Aller au contenu principal
Font Size

Biomasse
Trente-huit logements chauffés à la paille

La première chaufferie à granulés de paille en France fonctionne depuis cet hiver à Droué dans le Loir-et-Cher. La paille est fournie par Agralys : cent tonnes par an.

Depuis cet hiver, les 38 logements sociaux de Droué, une commune du Loir-et-Cher, sont chauffés avec la paille produite par des adhérents de la coopérative Agralys. Cette nouvelle chaufferie permet d’économiser 90 tonnes d’émission de CO2 par an et de réduire de 30 % la facture de chauffage du bâtiment. Ce projet est expérimental par sa dimension relativement modeste mais retient l’attention par sa particularité. « L’utilisation de biomasse sous forme de granulés de paille pour chauffer des logements sociaux est une première en France », soulignait Maurice Leroy, président du Conseil général en l’inaugurant. « Nous devions remplacer la dernière chaufferie au fuel du parc de logements de l’Opac(1) du Loir-et-Cher », explique son directeur Pascal Renoux. « Et, bien qu’il s’agisse d’une chaudière de petite dimension, nous voulions recourir à une technologie respectueuse de l’environnement, sans énergie fossile, utilisant un combustible au pouvoir calorifique performant et produit localement », énumère-t-il.
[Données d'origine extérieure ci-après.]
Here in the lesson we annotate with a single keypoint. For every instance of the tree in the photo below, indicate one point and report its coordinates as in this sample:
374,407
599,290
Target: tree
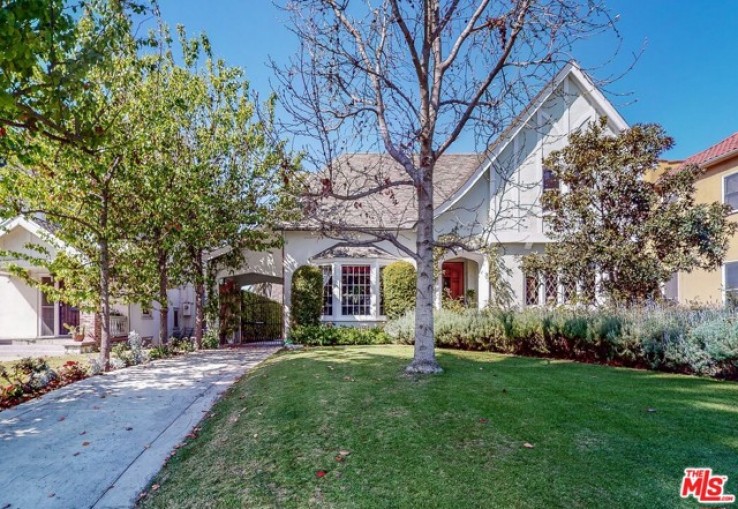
612,220
232,167
408,79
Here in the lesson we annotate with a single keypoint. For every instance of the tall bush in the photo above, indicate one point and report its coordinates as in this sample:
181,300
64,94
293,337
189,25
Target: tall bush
398,284
307,296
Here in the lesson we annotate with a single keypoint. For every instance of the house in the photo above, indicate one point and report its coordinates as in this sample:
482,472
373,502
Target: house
27,314
718,182
493,196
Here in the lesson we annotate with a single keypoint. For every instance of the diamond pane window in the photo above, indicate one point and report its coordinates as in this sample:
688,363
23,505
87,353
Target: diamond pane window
327,290
551,286
356,290
731,191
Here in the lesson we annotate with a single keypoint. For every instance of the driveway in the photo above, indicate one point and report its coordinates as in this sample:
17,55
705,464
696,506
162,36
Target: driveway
98,443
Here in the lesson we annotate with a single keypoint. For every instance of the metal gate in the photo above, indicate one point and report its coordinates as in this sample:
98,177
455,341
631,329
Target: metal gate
261,318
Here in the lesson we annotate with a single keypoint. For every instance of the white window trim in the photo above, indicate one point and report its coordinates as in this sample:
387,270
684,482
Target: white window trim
40,325
374,265
724,280
722,190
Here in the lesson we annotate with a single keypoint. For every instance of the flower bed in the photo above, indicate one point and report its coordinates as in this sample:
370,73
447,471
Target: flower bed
30,378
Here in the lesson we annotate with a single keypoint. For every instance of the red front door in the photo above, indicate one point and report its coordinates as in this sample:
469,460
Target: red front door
453,279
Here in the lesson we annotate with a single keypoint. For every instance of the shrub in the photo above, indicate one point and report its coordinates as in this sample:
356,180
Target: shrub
687,341
210,340
307,296
325,335
399,286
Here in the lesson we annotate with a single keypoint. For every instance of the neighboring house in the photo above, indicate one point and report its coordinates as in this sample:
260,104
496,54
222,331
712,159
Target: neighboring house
26,313
718,182
494,196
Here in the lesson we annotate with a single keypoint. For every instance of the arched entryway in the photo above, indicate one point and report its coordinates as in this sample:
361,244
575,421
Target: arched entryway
251,309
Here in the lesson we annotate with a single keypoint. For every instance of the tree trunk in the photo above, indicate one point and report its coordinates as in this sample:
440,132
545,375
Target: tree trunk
163,296
105,305
424,358
199,299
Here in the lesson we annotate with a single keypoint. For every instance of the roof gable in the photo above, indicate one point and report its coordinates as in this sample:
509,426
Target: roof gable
717,152
588,88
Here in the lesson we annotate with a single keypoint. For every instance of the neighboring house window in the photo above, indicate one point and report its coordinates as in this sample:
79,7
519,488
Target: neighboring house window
731,284
550,183
552,287
381,291
731,191
175,320
48,308
327,290
356,290
532,291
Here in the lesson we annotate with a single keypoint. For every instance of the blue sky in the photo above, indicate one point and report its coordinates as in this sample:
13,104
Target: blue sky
686,78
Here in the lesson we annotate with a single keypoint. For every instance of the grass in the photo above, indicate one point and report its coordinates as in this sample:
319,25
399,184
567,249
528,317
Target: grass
57,362
602,437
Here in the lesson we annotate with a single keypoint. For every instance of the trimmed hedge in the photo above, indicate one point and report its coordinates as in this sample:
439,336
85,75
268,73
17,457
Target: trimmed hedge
703,342
325,335
399,286
307,296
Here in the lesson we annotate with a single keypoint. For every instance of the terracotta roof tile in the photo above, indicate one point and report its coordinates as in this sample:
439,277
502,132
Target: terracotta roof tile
723,148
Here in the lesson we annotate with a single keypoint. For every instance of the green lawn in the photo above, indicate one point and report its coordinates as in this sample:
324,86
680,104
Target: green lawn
601,437
57,362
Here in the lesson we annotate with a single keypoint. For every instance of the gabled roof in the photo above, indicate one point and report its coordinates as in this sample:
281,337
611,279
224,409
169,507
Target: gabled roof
716,153
571,69
454,175
348,251
38,227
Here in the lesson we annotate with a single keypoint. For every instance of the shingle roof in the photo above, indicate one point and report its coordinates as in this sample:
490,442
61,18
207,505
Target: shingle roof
392,208
723,148
347,251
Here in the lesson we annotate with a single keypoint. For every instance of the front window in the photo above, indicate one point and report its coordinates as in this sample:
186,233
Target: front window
327,290
550,184
731,284
356,290
731,191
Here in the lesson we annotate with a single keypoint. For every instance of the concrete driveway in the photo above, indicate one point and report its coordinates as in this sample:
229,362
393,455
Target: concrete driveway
97,443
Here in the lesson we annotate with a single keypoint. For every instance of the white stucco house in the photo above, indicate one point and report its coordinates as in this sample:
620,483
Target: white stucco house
495,194
26,313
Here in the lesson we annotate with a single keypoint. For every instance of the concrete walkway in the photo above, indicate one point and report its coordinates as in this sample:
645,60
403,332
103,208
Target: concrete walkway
97,443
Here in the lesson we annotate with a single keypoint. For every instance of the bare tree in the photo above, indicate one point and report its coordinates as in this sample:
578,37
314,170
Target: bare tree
409,79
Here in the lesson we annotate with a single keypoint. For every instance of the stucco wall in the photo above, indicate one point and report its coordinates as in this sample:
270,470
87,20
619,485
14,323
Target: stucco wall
18,309
700,285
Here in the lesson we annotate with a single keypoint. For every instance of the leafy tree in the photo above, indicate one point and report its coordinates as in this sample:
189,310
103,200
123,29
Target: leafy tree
610,219
231,167
307,295
407,79
69,137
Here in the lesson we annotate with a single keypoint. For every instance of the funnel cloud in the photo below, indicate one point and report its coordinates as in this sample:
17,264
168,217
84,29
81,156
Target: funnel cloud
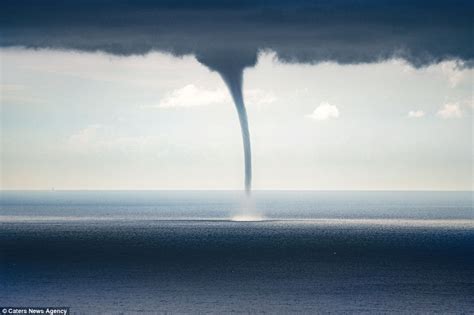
227,36
230,66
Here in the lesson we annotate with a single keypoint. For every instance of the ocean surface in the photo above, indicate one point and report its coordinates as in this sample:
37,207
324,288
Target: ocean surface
180,252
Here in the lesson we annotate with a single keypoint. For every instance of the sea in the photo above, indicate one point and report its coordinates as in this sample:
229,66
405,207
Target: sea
219,252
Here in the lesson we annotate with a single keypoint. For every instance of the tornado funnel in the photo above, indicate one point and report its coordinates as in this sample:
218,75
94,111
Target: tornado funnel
231,69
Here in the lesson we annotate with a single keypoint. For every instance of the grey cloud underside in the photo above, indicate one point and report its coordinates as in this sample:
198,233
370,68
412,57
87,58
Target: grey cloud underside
227,36
309,32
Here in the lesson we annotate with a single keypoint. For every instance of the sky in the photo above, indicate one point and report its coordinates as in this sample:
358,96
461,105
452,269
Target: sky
92,120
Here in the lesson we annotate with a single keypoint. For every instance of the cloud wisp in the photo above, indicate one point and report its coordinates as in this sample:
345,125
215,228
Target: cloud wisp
416,113
324,111
450,110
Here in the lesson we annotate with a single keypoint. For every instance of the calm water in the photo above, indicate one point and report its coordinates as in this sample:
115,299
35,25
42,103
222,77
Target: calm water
178,252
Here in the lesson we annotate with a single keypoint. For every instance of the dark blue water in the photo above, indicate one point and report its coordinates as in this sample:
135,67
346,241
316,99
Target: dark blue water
178,252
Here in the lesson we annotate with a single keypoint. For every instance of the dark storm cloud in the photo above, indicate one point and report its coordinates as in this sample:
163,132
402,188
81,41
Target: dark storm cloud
422,32
226,36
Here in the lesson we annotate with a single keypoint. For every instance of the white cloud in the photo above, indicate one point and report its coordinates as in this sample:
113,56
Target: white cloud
191,95
450,110
416,114
257,97
85,136
453,71
325,111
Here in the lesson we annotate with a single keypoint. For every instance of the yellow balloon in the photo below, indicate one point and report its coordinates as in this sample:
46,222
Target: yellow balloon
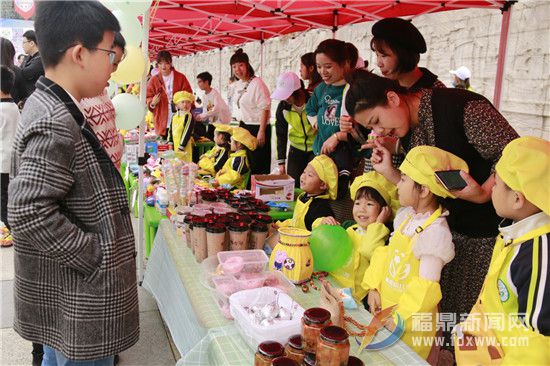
131,69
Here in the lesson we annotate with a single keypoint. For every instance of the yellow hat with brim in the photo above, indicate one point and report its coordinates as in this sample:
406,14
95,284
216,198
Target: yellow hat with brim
183,96
422,162
377,181
525,167
244,137
327,172
223,127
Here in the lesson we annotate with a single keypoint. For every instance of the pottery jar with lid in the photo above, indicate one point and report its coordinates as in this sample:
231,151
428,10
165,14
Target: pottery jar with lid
258,234
309,359
284,361
267,352
313,320
199,237
295,349
215,238
333,347
238,235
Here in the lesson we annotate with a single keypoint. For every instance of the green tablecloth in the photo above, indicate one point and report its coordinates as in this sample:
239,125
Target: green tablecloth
222,344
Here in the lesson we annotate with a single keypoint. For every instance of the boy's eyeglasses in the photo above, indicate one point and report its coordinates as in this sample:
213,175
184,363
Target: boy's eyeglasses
112,54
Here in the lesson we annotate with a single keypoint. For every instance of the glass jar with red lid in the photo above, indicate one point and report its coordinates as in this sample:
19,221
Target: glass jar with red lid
295,349
267,352
333,347
313,320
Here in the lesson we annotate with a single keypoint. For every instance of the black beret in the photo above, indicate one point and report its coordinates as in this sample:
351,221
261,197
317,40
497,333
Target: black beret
400,32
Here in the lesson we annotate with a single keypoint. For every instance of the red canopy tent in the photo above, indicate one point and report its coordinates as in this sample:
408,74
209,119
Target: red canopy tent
189,26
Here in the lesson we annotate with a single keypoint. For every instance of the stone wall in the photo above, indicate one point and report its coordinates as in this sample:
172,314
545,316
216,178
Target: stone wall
462,37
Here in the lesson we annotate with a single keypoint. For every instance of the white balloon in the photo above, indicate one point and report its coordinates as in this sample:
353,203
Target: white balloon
129,111
130,27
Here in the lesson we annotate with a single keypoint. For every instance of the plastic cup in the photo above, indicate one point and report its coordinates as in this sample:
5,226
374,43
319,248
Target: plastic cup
238,235
258,234
199,234
215,238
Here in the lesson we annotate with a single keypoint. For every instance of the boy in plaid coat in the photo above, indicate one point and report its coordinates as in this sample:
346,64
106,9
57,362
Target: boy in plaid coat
75,274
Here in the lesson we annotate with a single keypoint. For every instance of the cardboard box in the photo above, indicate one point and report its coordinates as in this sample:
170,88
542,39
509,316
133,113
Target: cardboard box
271,187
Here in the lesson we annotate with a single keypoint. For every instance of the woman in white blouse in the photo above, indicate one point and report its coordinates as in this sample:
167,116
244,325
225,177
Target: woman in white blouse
252,108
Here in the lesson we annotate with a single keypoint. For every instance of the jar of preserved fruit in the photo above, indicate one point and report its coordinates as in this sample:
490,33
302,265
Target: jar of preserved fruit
333,347
313,321
295,349
267,352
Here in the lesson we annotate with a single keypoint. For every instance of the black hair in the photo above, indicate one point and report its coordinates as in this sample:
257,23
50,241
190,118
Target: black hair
30,35
7,78
353,54
7,52
407,60
119,41
368,90
335,49
372,194
205,76
240,56
62,24
308,60
165,56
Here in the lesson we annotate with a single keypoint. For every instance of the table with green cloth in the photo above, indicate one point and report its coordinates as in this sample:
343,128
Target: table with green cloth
202,334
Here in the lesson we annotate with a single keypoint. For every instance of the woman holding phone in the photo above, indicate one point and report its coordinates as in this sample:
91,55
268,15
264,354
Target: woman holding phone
463,123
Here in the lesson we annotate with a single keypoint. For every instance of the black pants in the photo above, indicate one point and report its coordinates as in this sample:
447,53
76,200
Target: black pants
4,182
261,157
296,163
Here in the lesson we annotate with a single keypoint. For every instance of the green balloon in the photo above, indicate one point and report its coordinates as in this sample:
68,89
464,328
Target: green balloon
331,247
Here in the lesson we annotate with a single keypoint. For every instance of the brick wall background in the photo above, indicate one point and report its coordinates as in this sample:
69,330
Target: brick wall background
461,37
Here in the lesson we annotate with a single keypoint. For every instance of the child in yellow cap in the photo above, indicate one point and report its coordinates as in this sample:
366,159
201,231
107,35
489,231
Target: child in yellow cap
319,181
516,290
211,162
237,169
180,132
373,196
406,273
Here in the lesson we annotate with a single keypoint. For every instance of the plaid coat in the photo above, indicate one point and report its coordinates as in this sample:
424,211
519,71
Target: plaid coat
75,273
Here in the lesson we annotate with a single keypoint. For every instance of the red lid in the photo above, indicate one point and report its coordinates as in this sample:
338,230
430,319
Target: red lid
295,341
354,361
284,361
200,221
258,226
334,334
264,218
238,226
215,227
271,349
317,315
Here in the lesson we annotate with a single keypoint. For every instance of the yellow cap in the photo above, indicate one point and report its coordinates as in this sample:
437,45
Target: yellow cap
327,172
422,162
525,167
223,127
182,96
387,189
244,137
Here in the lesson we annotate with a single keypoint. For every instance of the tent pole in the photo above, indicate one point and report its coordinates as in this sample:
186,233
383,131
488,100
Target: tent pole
262,56
501,62
141,152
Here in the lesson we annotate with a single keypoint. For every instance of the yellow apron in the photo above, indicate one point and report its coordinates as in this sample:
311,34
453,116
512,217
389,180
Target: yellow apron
298,219
417,298
490,336
178,129
364,244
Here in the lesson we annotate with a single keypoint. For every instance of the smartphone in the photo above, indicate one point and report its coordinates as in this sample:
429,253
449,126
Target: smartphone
451,179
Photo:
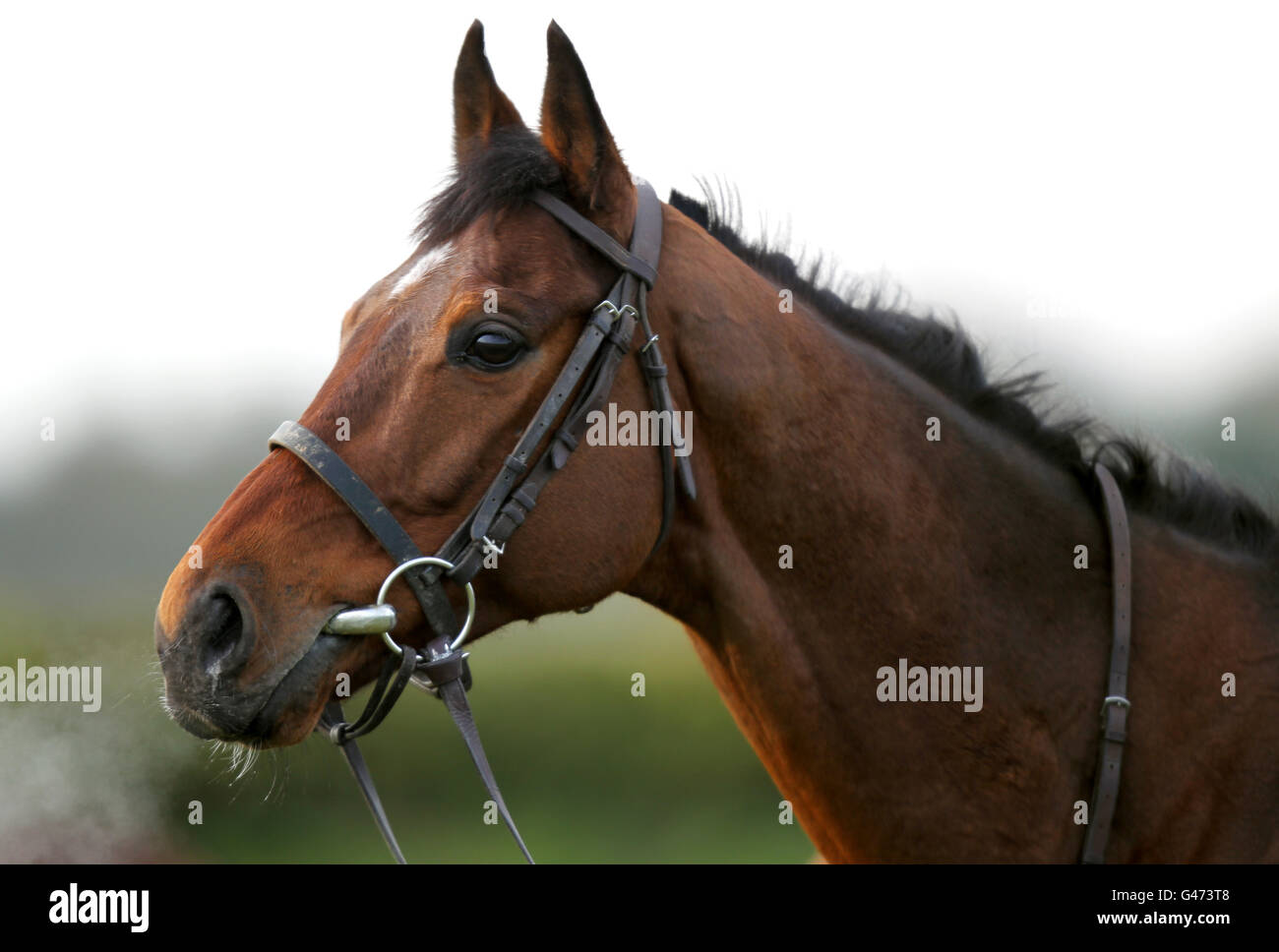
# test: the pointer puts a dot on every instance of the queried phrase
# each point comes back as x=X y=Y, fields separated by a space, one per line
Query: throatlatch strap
x=1114 y=708
x=333 y=717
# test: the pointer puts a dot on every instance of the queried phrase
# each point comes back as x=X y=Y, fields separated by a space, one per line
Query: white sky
x=191 y=195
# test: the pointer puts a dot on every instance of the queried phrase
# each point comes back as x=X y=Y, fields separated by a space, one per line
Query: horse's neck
x=831 y=538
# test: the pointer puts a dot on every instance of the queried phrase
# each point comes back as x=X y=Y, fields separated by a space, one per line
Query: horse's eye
x=494 y=349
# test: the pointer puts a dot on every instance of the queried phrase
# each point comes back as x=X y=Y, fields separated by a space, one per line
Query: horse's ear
x=478 y=106
x=575 y=133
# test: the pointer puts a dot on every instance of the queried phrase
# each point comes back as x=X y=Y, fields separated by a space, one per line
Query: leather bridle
x=589 y=370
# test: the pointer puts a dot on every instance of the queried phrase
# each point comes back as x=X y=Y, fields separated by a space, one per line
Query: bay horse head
x=442 y=366
x=883 y=566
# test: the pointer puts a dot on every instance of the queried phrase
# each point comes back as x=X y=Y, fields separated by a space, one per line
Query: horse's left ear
x=575 y=133
x=478 y=106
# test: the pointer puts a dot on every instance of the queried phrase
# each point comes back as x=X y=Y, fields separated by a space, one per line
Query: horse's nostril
x=224 y=631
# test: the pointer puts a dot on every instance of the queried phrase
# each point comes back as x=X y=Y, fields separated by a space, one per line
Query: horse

UN COMBUSTIBLE CONCENTRÉ ET FLUIDE

Une équation dont la résolution est tombée sous le sens dans cette localité de la Beauce. La raison du choix de la forme granulés est technique. L’alimentation avec de la paille brute n’est possible qu’avec des chaudières de grande capacité, supérieure à 800 kWh. Ces dernières peuvent avaler directement des balles de 400 kilos acheminées automatiquement par des tapis,mais ce type d’installation requiert un minimum d’espace. Fabriqué de la même manière qu’en alimentation animale, le granulé de paille est un combustible concentré qui permet de s’adapter à des situations plus urbaines. À Droué, le silo de stockage de 40 m3 a pu être aménagé dans les sous-sols à proximité immédiate de la chaufferie et la fluidité du combustible autorise l’approvisionnement automatique de la chaudière par une vis peu encombrante.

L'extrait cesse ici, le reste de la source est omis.